FISHERIES FACE WIPEOUT IN 30 YEARS
By Jonathan Leake & Laura FitzPatrick
Mankind is plundering the world's oceans so rapidly that most commerical fisheries face collapse within 30 years, the environmental organisation WWF will warn this week. In its Living Blue Planet report, WWF will say that the world's fishing fleet is two to three times larger than the oceans can support and could cease to exist by the middle of the century.
The report will also warn that the destruction of the ecosystems caused by overfishing and pollution is threatening many other species, ranging from the Blue Whales to sharks and seabirds. WWF commissioned a study of 3,132 populations of 910 mammal, bird, reptile and fish species, and discovered an overall decline of about 40% between 1970 and 2010. It also found that as fishing fleets have exhausted costal waters, so they have moved into the deep sea, where they have wiped out entire populations of long-lived, slow-growing species that tend to be found in the coldest waters.
A recent report said: "As coastal and pelagic [open ocean] fisheries around the world have collapsed, fishing effort has shifted into the deeper sea...most deepwater species are likely to be over-exploited, and as many as 40% of the world's fishing grounds are now in waters deeper than 200 metres." The WWF report coincides with a campaign by green groups, including WWF, formerly the World Wildlife Fund, to put pressure on the UK Government to protect oceans around 14 of its overseas territories by turning them into marine conservation zones in which fishing is banned or controlled.
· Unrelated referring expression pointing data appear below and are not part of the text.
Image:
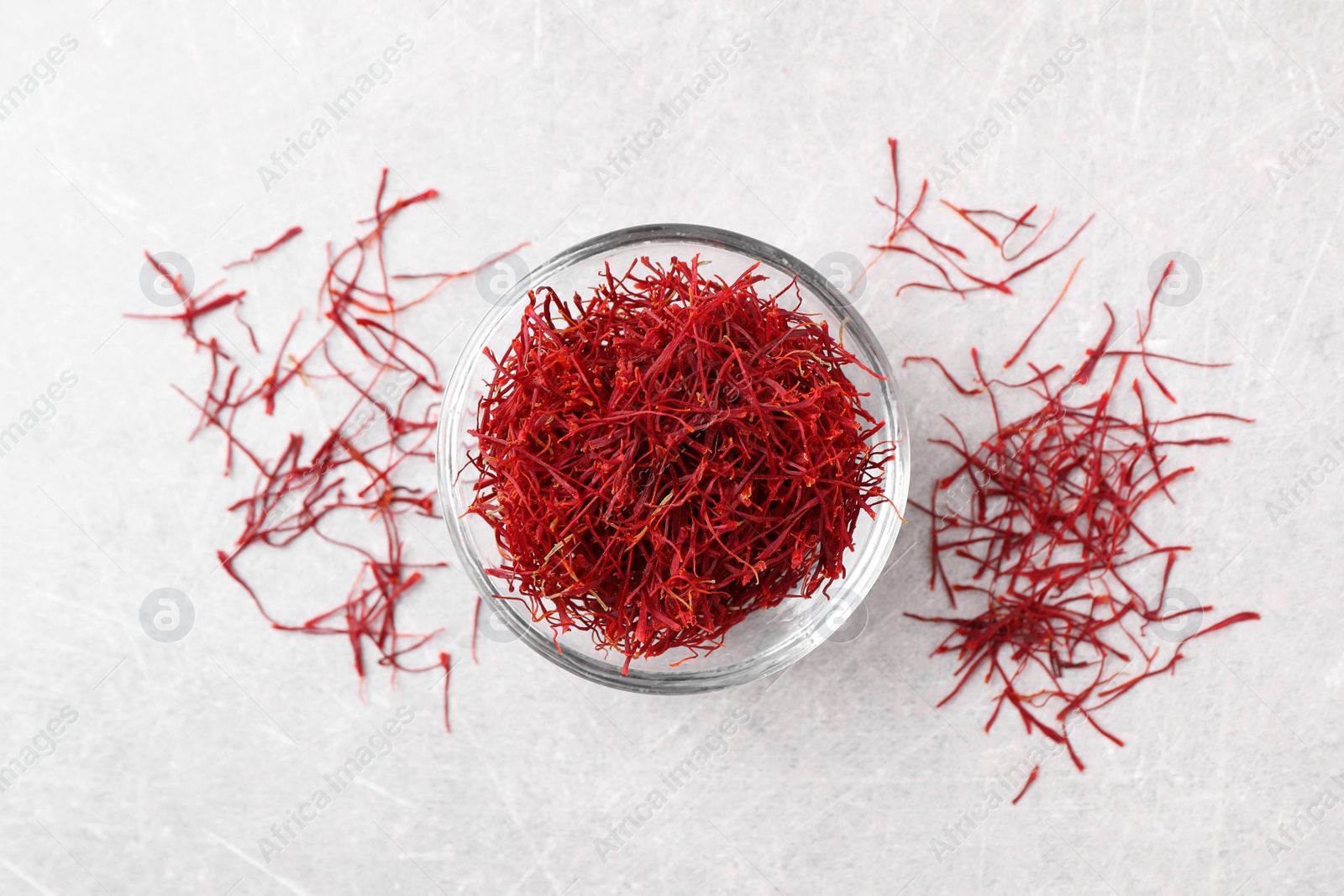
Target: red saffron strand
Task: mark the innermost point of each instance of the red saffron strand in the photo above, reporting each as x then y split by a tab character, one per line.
257	253
1032	779
1045	317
Britain has already announced plans for a 200-mile marine protected area around the Pitcairn Islands in the south Pacific, but WWF and other in the Great British Oceans coalition want similar 'blue belts' around other territories, particularly Ascention Island and the South Sandwich Islands in the south Atlantic. Others include Gibraltar, the Falklands and Bermuda.
When the 14 overseas territories are taken into account, the UK is responsible for 2.6m square miles of ocean - more than twice the size of India and nearly 30 times the size of the UK itself. About 94% of Britain's biodiversity exists in these territories.